Bien que cela puisse paraître intimidant, ces politiques sont conçues pour préserver l’objectif principal que Teufele et Thormann avaient en tête il y a des années, avant le Berghain et même avant l’Ostgut – donner aux amateurs de clubs un endroit pour apprécier une techno de haute qualité, et exprimer et explorer leurs propres désirs dans un cadre de liberté et d’intimité totale.
Une fois à l’intérieur, vous êtes libre de vous laisser aller, et d’entrer dans un monde où l’indulgence et l’expression de soi sont reines. Berghain est tristement célèbre pour son environnement sexuel, et les niveaux inférieurs de la boîte de nuit comportent toujours des » chambres noires « , où les club-goers sont libres de se livrer à des activités sexuelles avec d’autres personnes.
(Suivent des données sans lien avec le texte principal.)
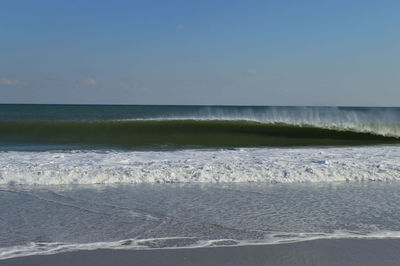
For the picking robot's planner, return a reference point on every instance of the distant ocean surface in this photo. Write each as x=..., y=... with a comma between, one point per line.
x=108, y=176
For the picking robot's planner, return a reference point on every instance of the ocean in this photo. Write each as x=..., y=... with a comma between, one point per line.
x=83, y=177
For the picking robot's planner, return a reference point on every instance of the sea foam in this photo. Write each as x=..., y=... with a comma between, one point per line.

Si ce facteur était sans doute plus important pour la popularité du club à l’époque d’Ostgut, on ne peut nier qu’il attire toujours les gens aujourd’hui. Il est d’ailleurs ironique de constater que les visiteurs potentiels sont soumis à un examen minutieux à l’entrée. En effet, si les videurs font preuve d’autant de prudence lorsqu’ils laissent entrer les clients, c’est pour s’assurer que tous les visiteurs » comprennent « . Une fois à l’intérieur de Berghain, il n’y a pas de jugement.
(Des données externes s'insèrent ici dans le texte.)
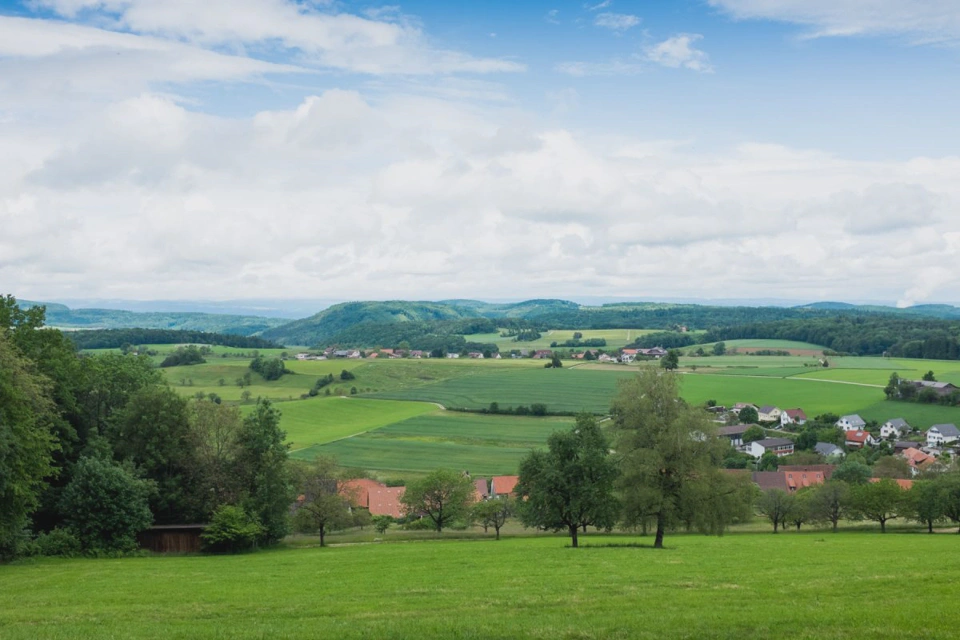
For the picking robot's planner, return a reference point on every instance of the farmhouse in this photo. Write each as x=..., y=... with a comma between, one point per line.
x=769, y=413
x=852, y=422
x=895, y=428
x=941, y=434
x=780, y=446
x=858, y=439
x=503, y=485
x=827, y=449
x=793, y=416
x=734, y=433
Les fêtes sont notoirement longues. La journaliste Helen Pidd a un jour écrit que » personne n’arrive avant 4 heures du matin, et la plupart restent jusqu’à bien après l’heure du thé » – peut-être y a-t-il quelque chose d’addictif dans l’ouverture d’esprit de Berghain qui fait que les gens y restent à toute heure. Beaucoup ont dit par le passé qu’ils avaient l’impression d’entrer dans un monde complètement différent.
La réputation de Berghain est celle de l’hédonisme, de la décadence et, surtout, du secret – et le secret est une chose difficile à tenir à une époque où nous pouvons documenter les choses plus facilement que jamais. Il est inhabituel qu’une boîte de nuit tente même de maintenir une telle politique à l’ère du numérique, et encore moins de la maintenir avec succès. Peut-être, c’est l’un des nombreux facteurs qui ont conduit à ce que Berghain devienne presque mythifié dans la culture populaire aujourd’hui – au 21e siècle, il est surprenant pour nous qu’il y ait encore des endroits vus seulement par ceux qui les ont visités avec succès.
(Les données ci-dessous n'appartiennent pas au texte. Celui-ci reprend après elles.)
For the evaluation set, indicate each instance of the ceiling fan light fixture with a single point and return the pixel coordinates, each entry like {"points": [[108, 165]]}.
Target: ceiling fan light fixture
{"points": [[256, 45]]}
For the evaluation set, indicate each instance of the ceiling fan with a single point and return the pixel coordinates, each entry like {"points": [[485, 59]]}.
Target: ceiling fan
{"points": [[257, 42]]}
En tout cas, l’attrait de Berghain ne semble pas se relâcher. Il est sur la liste de seau de beaucoup de gens qui ont entendu parler de ses politiques de porte infâmes, et sont intrigués par le mystère qui l’entoure. Il y a un attrait pour le secret, un facteur de Berghain qui n’est pas seulement « cool », mais « exclusif », qui fait que les gens reviennent semaine après semaine – même s’ils n’ont pas passé la porte la première fois.
Il est clair que Berghain n’est pas simplement une boîte de nuit de plus, et représente quelque chose de bien plus important, pour ceux qui la visitent. Dans un monde où l’on peut être jugé sur n’importe quoi, Berghain est un monde où l’on n’est jugé pour rien, et où l’on peut faire l’expérience de la liberté d’être qui l’on veut, aussi longtemps que le DJ joue.